In her eyes is the grace of a woman twice her age. Her smile masks a legacy of suffering sadness. She has given up hope, yet when it finally finds her, she remains open to its charms.

There are so many things that she wants for herself but is unable to stand up for them or seek them out. Her name is Nazneen, and she is played by international newcomer Tannishtha Chatterjee in the drama Brick Lane.

The film is director Sarah Gavron’s adaptation of Monica Ali’s debut novel of the same name. Nazneen’s story is not unique for women in her position.

She lives in a poor neighborhood in London’s West End. She was sent there, nearly 20 years earlier, after the death of her mother, to marry “an educated man.”

Unfortunately, this is not a love match, nor a marriage built on traditional affections. Nazneen misses her beloved Bangladesh and the friendship she had with her sister.

London is filled with monotony for this mother of two. Her daughters see her live each day with worry about money and barely-there contentment. That is, until Nazneen strikes up an acquaintance with a ’round-the-way bloke named Karim (played by Christopher Simpson).

As the two grow closer, Nazneen begins to realize that there is actual happiness and passion in the world. However, things begin to get complicated when her husband and neighbors begin to suspect the affair.

Adding to the pressure is the horror of 9/11, which unfolds and rips through Brick Lane. Her husband wants to take the family back to the old country. But is that really the right choice?
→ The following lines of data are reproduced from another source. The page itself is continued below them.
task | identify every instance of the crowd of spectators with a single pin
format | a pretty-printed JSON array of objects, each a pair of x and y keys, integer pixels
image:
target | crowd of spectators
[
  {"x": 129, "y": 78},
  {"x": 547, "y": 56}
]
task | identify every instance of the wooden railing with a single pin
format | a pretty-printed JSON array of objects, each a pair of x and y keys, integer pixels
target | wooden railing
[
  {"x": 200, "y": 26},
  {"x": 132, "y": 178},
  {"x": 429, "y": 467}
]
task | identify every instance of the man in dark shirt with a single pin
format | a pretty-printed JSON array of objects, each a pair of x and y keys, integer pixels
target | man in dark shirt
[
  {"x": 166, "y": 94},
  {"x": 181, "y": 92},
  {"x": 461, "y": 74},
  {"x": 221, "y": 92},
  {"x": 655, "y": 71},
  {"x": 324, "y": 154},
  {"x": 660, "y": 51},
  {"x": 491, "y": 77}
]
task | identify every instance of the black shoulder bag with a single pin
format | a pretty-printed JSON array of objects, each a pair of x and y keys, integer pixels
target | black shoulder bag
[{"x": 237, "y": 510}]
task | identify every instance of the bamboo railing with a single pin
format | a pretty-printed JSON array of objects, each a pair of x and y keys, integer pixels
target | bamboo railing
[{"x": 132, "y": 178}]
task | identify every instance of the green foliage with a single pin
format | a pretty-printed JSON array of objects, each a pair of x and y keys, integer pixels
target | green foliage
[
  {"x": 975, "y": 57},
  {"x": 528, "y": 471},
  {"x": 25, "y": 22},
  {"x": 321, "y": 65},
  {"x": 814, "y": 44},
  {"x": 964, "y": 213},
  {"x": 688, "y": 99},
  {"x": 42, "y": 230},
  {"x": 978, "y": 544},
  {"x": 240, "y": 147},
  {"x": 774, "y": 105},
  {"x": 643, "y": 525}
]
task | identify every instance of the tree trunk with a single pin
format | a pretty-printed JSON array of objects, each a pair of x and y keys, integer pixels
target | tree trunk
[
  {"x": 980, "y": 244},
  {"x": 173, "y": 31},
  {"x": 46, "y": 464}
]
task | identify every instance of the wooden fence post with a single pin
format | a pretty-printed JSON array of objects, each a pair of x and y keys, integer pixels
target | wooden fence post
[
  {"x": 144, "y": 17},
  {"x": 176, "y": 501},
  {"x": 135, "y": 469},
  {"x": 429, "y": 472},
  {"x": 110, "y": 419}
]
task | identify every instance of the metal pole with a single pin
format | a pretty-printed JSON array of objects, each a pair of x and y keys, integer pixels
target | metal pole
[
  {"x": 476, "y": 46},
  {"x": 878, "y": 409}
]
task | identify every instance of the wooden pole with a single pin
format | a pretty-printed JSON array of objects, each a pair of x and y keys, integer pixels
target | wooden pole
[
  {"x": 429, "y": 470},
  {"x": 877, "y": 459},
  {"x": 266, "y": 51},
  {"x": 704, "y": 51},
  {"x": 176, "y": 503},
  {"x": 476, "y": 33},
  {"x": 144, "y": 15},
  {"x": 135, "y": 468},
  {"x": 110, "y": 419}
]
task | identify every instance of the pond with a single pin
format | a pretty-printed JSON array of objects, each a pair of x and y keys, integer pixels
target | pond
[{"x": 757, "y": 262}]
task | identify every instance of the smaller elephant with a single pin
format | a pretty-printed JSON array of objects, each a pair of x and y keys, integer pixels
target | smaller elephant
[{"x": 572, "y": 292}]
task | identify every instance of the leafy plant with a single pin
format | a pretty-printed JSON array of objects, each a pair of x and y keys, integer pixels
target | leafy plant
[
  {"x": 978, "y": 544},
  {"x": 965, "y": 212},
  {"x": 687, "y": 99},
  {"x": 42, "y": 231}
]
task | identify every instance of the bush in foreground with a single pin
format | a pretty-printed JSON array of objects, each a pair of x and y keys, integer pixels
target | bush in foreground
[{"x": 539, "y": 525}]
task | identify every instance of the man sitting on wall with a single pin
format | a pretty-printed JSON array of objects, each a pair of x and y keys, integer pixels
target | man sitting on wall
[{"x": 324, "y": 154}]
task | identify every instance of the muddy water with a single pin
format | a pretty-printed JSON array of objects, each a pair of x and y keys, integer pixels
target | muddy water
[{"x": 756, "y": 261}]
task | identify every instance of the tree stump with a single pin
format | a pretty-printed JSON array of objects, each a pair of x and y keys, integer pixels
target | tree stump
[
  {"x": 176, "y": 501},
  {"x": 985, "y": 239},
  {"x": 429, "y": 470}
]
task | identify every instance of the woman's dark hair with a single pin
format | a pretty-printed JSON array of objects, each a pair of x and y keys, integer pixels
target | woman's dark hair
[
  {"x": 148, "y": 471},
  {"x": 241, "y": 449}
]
Gavron is a strong choice for such emotional material. As a fan of kiwi filmmaker Jane Campion, she lets her action similarly unfold like the petals on a rose. The scenes are ripe with the lush and saturated colors indigenous to the Muslim world.

“I was immediately drawn to the story and themes of the book, Brick Lane,” admits Gavron. “The challenge of the adaptation to screen was for us to allow the film to explore these themes but to distill the novel. The character of Nazneen was the key to this.”

To see Gavron’s leading lady in person, one would never guess that the downtrodden, 30-something mom on the big screen is in actuality a very modern girl. Chatterjee is a scholar and a world-traveler (she lives in India and Europe).

Despite her serious choice in parts, she jokes that she would love to tackle a comedy next. When asked what kind of characters within that genre she’d like to step into, Chatterjee calls Ellen Page’s turn as Juno truly inspirational.

”I was like, ‘Wow! I want to be in a film like this,’” she says, laughing.

Chatterjee could very well get her wish. She has been nominated for a number of high profile acting awards including a British Independent Film Award (equivalent to our Independent Spirit prize).

Only time will tell if she will have the staying power of many of her Indian contemporaries (Mississippi Masala’s Sarita Choudhury, “ER”’s Parminder Nagra). But with the studios’ recent fascination with all things Bollywood, Tinseltown could be just around the corner.

As for Gavron, she too could be poised for big things. While in the states on the press circuit for Brick Lane, Gavron admits that she’s just netted her own Hollywood agent. This connection could be just the thing to pluck a savvy British auteur from obscurity and thrust her and her audacious film pursuits to the forefront of the artistic community.

Brick Lane releases in select theaters June 20.